Many banks already impose transfer limits based on security or compliance concerns. In the US, transfers to Mexico from Wells Fargo are limited at US$1500 per day, whereas the bank allows twice that amount to be transferred to Vietnam[.] This reflects the fact that Mexico is estimated to be the third largest source of illegal money in the world[.]

These limits are still considerably higher than the average amount remitted by migrants each month. In order to reduce AML/CTF risk while still supporting financial inclusion, regulation could impose a much lower limit.

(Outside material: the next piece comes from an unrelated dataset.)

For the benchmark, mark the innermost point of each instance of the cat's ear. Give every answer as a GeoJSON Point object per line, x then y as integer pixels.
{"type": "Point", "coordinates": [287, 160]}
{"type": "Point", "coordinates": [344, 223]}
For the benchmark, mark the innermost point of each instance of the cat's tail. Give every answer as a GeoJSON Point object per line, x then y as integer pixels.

The FATF Recommendations and guidance provide that regulators may significantly reduce the information required for international money transfers valued at less than US$1000[. ]For transactions of this size, the minimum information required is the name of the sender, the name of the recipient and a unique reference number for the transaction[. ]Providers do not need to verify this information unless the transaction is viewed as suspicious or unusual[. ]Limiting remittance transfers to, say, US$750 per day would allow migrants to send money home without banks having to fulfil onerous AML/CTF requirements for the transfers.

It is important to note that migrants may sometimes need to exceed such limits, for example in the case of an emergency when they may wish to provide financial aid to friends and family[. ]Policies could allow for flexibility around transfer limits in times of known need, such as following a natural disaster in the receiver country.

C Digitising Payments

Digital financial services (‘DFS’) are globally recognised as an effective means to promote financial inclusion. DFS refers to the technologies available to deliver financial services from a broad range of providers to a wide range of recipients through mobile phones[. ]DFS is particularly well suited to the PICs as mobile technology is inexpensive and already relatively widespread. Encouraging the PICs to transition from cash economies would assist with managing ML/TF risks, but would have many other benefits as well[.]

First, digital payments dramatically reduce the costs associated with transferring remittances. This paper has already highlighted the fee discrepancy between banks and MTOs using the example of sending AU$500 from Australia to Samoa. In this example, the least expensive cash-to-cash transfer offered by an MTO was for AU$18.81, or 3.76 per cent of the total amount transferred[. ]By contrast, at the time KlickEx Pacific offered instantaneous money transfers via mobile phone for a cost of AU$1.68, or a mere 0.34 per cent of the money being remitted[. ]Increasing the use of DFS in the PICs would thus provide receiving parties with a much greater proportion of the funds sent to them.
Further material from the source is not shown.